The results here show whether the assessment results of code characteristics are associated with respondents’ experiences. Table 16 presents code characteristics and corresponding p and Chi-Square values for every characteristic.

Table 16 Chi-Square test results per code characteristic: experience and assessment

The p-value for “multiple tasks” is small (0.04), indicating a statistical difference between assessments of “more experienced” and “less experienced” respondents. In this case, the data suggest that according to “more experienced” respondents, the number of “multiple tasks” in a unit of code has more influence in complexity increase compared with the assessment of “less experienced respondents”. The rest of the p-values are statistically significant, showing no association between assessment results and respondents’ experience. In the case of “lack of structure”, one of the values was less than five when calculating the estimated frequencies of its contingency table so it was not possible to conduct a meaningful test (marked NA in the table).

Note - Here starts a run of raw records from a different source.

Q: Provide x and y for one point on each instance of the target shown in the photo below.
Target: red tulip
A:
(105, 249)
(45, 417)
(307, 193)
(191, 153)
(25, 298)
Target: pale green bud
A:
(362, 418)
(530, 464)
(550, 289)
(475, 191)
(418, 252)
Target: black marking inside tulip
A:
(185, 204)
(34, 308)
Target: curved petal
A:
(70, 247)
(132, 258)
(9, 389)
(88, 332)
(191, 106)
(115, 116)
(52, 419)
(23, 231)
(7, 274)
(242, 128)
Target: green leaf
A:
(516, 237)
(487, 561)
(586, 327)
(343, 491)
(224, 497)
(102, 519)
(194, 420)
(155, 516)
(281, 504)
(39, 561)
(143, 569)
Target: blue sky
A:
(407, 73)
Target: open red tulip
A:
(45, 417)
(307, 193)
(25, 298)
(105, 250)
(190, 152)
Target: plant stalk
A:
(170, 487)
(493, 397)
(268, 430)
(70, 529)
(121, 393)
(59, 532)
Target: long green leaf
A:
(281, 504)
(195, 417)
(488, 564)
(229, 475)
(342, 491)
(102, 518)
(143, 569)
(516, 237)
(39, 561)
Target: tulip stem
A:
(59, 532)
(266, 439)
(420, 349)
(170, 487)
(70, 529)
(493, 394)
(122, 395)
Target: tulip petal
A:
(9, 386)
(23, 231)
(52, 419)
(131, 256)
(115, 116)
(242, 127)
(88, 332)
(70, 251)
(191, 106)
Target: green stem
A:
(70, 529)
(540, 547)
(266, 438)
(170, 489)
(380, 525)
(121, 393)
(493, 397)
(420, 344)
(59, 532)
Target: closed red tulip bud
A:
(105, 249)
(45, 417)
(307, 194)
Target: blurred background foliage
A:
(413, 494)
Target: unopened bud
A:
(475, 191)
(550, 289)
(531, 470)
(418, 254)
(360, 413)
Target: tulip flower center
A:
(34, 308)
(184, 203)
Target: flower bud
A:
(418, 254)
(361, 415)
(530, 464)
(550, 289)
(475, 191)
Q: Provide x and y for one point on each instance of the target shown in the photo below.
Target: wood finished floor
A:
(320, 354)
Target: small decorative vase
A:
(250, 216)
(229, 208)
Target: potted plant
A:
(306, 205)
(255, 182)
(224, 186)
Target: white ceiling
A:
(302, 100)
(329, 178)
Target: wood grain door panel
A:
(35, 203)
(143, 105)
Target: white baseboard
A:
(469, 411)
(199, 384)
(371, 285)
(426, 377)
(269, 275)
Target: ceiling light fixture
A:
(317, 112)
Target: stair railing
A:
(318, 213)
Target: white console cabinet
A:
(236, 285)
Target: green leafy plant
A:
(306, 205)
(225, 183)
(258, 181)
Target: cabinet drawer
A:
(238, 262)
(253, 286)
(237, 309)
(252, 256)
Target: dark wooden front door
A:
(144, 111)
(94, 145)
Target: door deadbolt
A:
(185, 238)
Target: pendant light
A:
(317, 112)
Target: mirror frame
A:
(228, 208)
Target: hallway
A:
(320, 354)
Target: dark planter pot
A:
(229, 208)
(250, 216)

4.6.3 Type of Job and Assessment of Complexity Influence on Maintenance Time

The results here show whether the assessment results of “complexity influence on maintenance time” is associated with respondents’ “type of job”. The Chi-Square test that was performed based on Table 10 shows a large p-value, p = 0.484 (Chi-Sq. = 1.453), indicating no statistical significance. This means the assessment results of complexity influence on maintenance time are not statistically different across different jobs.

4.6.4 Respondent’ Experience and Assessment of Complexity Influence on Maintenance Time

The results here show whether the assessment results of “complexity influence on maintenance time” is associated with respondents’ “experience”. The Chi-Square test that was performed based on Table 11 shows a large p-value, p = 0.831 (Chi-Sq. = 0.831), indicating no statistical significance. This means the assessment results of complexity influence on maintainability cannot be statistically different due to respondents’ experience.

5 Discussion

Code Characteristics as Complexity Triggers (RQ 1)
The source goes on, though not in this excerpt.